Due: Friday March 8 at 11:59pm in compass2g.illinois.edu
For this assignment, submit one zip file containing all the necessary script files (map and reduce scripts) and one report file outside of the zip file. Script files in your zip file should be the actual script files, not code pasted into another document.
Your report should be a Word, pdf or plain text file (e.g. .txt; Compass will not allow you to upload .sh files). For your report, include the command line code needed to run the job (including any command line commands to download data files, copy data to HDFS, and show results obtained on HDFS), and the results generated. Results must be clearly labeled (e.g. year in the results, and column labels in the results or explanation of the columns in a report file so it is clear to the reader what the quantities are). There should be short descriptive text for describing the results. Be sure to state units.

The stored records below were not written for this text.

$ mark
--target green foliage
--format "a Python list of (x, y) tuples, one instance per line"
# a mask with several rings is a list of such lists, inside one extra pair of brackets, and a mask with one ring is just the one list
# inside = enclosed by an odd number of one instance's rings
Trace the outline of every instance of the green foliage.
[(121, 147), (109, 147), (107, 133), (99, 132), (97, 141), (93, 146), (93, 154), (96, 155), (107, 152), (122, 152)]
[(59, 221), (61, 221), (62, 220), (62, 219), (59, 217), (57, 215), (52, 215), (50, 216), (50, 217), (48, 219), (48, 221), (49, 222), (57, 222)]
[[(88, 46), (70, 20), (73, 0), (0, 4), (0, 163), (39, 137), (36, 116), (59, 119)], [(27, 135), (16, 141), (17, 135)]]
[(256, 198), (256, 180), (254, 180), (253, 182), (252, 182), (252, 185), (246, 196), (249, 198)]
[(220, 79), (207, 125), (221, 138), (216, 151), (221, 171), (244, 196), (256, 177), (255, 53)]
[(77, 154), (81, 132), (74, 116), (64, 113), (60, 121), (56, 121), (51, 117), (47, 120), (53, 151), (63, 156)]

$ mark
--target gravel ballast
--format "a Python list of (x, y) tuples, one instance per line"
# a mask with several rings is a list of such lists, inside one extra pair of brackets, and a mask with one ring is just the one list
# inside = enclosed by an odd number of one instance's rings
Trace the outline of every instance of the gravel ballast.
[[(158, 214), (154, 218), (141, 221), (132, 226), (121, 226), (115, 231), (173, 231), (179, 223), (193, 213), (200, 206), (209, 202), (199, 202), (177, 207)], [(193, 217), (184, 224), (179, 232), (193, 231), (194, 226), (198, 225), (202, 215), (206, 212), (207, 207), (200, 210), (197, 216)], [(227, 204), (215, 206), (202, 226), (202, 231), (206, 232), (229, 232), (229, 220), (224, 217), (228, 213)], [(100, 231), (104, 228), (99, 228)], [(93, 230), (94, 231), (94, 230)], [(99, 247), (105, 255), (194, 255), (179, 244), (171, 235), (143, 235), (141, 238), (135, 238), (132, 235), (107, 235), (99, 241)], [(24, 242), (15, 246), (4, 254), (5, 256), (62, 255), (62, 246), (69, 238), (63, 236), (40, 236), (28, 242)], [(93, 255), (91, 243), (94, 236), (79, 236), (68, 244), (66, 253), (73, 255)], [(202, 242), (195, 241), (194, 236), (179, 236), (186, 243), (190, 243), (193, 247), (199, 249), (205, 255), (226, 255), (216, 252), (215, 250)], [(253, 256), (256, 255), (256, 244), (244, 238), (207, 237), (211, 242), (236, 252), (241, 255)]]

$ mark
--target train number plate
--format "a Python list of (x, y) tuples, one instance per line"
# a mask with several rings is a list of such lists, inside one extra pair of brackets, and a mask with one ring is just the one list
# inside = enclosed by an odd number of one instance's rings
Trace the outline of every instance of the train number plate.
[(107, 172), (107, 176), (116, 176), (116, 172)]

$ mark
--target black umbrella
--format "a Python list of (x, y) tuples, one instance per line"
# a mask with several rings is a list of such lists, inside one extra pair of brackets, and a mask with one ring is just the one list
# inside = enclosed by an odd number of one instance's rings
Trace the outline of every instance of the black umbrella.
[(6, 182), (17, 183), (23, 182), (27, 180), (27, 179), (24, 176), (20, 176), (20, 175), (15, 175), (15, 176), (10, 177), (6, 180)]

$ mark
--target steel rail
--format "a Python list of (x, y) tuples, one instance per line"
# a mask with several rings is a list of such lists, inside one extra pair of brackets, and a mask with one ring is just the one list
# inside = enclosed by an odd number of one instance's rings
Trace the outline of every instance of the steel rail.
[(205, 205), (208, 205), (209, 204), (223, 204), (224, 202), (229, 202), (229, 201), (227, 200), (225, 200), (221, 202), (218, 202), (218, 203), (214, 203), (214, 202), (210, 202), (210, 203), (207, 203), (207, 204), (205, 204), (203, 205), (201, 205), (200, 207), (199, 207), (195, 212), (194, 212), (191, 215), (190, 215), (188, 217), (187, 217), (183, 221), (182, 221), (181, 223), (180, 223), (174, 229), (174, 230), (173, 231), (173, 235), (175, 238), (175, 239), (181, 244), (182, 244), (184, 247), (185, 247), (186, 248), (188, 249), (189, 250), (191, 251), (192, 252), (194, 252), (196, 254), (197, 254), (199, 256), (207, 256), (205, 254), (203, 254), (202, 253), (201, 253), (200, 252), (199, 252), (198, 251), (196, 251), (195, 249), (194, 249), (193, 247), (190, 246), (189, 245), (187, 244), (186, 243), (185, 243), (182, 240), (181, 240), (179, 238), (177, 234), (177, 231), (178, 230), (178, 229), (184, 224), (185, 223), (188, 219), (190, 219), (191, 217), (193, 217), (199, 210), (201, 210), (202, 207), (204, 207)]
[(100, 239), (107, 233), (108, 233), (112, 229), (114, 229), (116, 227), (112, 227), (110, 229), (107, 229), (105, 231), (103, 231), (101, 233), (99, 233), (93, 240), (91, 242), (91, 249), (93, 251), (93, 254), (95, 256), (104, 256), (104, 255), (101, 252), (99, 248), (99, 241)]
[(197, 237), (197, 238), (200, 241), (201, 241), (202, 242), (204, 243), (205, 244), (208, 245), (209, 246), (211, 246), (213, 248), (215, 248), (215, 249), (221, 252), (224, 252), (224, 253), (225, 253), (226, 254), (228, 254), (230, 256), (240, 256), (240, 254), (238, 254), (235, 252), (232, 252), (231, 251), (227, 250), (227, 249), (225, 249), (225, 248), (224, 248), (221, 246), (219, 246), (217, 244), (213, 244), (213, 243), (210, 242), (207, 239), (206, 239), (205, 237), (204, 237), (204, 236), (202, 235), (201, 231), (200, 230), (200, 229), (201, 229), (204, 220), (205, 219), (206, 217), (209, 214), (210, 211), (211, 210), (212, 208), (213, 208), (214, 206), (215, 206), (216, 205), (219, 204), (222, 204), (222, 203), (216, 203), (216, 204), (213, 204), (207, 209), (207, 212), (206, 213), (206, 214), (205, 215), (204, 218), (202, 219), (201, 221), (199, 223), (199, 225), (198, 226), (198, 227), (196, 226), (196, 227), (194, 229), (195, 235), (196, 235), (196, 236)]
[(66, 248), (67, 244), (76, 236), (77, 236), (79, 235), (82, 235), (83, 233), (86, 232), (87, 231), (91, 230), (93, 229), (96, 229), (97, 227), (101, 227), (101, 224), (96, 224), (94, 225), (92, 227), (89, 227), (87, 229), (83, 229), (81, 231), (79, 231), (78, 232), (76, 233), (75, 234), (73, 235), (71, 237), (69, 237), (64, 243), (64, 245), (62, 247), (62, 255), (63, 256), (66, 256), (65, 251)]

Use python for the map and reduce scripts. You may need to make your script files executable by all using chmod a+x filename so they can be run by Hadoop. Any code based on code from elsewhere (e.g. code provided with the text) must reference in comments the source of the original code.
All exercises are based on NCDC weather data like the data we have worked with in class. You will need to download the files for the specified year ranges below.
Note: In python, you will also want to use float for non-integer arithmetic, rather than int when dividing numbers. Using int will result in integer arithmetic, so remainders will be dropped instead of resulting in decimals so there would be truncation errors with int.
Using Hadoop and MapReduce, find the minimum monthly recorded air temperature from 1915 to 1924 and return those minimum values in degrees Celsius. (You should have 12 values total, one for each month).
Using Hadoop and MapReduce, obtain the number of trusted temperature observations and the minimum and maximum monthly temperatures in degrees Fahrenheit over the period of 1915 to 1924. Make sure your code only goes through the data once to get these results (to do this you will need to update the minimum, maximum, and count at the same step in the code).
Using Hadoop and MapReduce, obtain the total number of air temperature observations that are not missing for each month during the period from 1915 to 1924 and the total number of observations with acceptable quality codes for each month during that period. Make sure your code only goes through the data once to get these results (to do this, you could have the mapper return (month, tempcount, validqcount) for each observation, and have the reducer aggregate).
Using Hadoop and MapReduce, obtain the monthly mean air temperature in degrees Celsius for the period from 1915 to
1924. If you use a combiner, make sure your code will work when data needs to be recombined from samples of different sizes.